Home » On The Line

The 11th Anniversary Program

14 September 2015 | Email This Post Email This Post | Print This Post Print This Post

Joseph Planta hosts the eleventh anniversary of the On the Line program and features: Karen Armstrong, Conrad Black, Nicola Cavendish, Lorna Crozier, Alan Doyle, Scott Feschuk, Doris Gregory, Gordon Hawkins, Jeet Heer, Ayaan Hirsi Ali, Lucia Jang, Susan McClelland and Sooyhun Nam, Suki Kim, Patrick Lane, Ben Lerner, Ann-Marie MacDonald, Ted McWhinney, Edmund Metatawabin, Harry Shearer, Jim Shepard, Guy Vanderhaeghe, Roy Henry Vickers and Lucky Budd, Sheryl WuDunn, and John Zaritsky.


Text of introduction by Joseph Planta:

I am Planta: On the Line, in Vancouver, at TheCommentary.ca.

So begins the twelfth year of this program. What follows are highlights from the last year or so. It’s a good way to look back at the show, and the sort of guests who have deigned to appear. It’s also an exercise in futility in trying to get all the memorable clips from the previous year, or other past years. Looking back at the list of 1,190 interviews, on average they’ve run 20 minutes in length, I’m often reacting with surprise, realising some of the names of the people I’ve talked to. In what follows, I hope you’ll get a sense of the interesting conversations that have broken out on this program over the last year, and the decade before that.

I’ll begin with a remembrance of a previous guest who died recently. Ted McWhinney was a distinguished constitutional expert before he served two terms in the House of Commons as the Member of Parliament for Vancouver Quadra from 1993-2000. He appeared on the program in 2006 on the publication of a book, The Governor General and the Prime Ministers: The Making and Unmaking of Governments.

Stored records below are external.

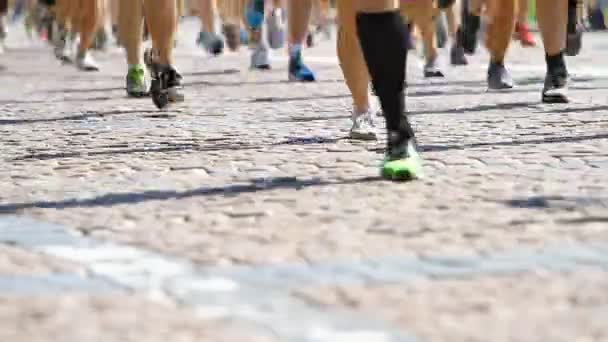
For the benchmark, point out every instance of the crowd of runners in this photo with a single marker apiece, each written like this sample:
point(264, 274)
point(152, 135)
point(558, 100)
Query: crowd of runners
point(373, 40)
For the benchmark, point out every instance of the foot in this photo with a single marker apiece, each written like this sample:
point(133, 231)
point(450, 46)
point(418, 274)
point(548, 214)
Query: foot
point(233, 36)
point(431, 69)
point(555, 89)
point(298, 71)
point(276, 29)
point(499, 77)
point(137, 85)
point(260, 57)
point(166, 86)
point(523, 34)
point(457, 56)
point(210, 42)
point(402, 163)
point(364, 126)
point(85, 62)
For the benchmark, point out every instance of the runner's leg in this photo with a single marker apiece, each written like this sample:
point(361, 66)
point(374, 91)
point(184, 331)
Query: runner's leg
point(355, 72)
point(299, 18)
point(552, 21)
point(130, 26)
point(383, 37)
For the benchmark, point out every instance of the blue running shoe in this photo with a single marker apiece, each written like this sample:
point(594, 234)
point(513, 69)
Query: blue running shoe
point(298, 71)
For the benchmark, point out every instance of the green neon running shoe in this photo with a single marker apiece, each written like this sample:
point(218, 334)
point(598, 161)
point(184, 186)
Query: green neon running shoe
point(402, 164)
point(137, 85)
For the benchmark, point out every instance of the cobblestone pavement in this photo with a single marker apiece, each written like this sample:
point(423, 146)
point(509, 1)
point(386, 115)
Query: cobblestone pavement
point(252, 184)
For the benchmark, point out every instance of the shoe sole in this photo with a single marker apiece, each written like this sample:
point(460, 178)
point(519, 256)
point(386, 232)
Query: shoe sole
point(293, 78)
point(138, 95)
point(363, 136)
point(433, 74)
point(555, 99)
point(404, 175)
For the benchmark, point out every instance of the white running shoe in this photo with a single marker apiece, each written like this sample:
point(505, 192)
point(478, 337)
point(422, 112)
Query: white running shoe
point(364, 126)
point(86, 62)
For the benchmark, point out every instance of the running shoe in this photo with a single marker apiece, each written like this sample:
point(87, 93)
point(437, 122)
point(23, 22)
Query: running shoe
point(86, 62)
point(364, 126)
point(210, 42)
point(298, 71)
point(555, 89)
point(137, 84)
point(402, 163)
point(431, 68)
point(499, 77)
point(260, 57)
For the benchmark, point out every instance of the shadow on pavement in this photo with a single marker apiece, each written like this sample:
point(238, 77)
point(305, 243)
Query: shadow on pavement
point(557, 202)
point(244, 83)
point(255, 185)
point(549, 140)
point(90, 99)
point(157, 149)
point(478, 108)
point(92, 90)
point(232, 146)
point(78, 117)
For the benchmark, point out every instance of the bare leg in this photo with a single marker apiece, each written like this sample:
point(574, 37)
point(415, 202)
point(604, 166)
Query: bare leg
point(161, 17)
point(299, 17)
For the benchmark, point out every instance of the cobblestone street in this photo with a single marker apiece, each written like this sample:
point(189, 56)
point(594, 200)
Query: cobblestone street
point(246, 214)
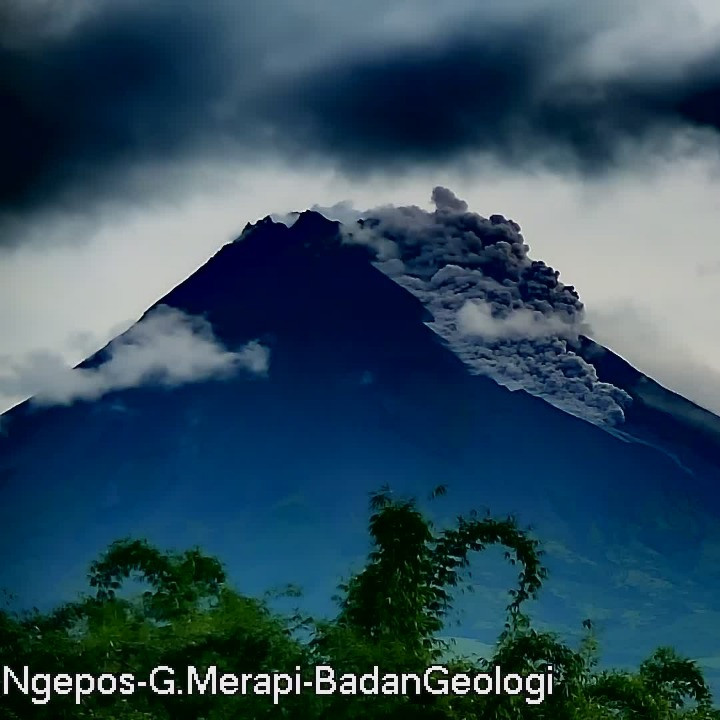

I picked this clip from the interview, because it shows the clarity with which Dr. McWhinney approached constitutional matters. He regularly advised prime ministers and governors general. He was also, as I said at the time of his death this past May, such a tasteful gossip. You can hear a little of that in this clip, where I ask him about the role of Governor General and the debate over retaining the monarchy in Canada.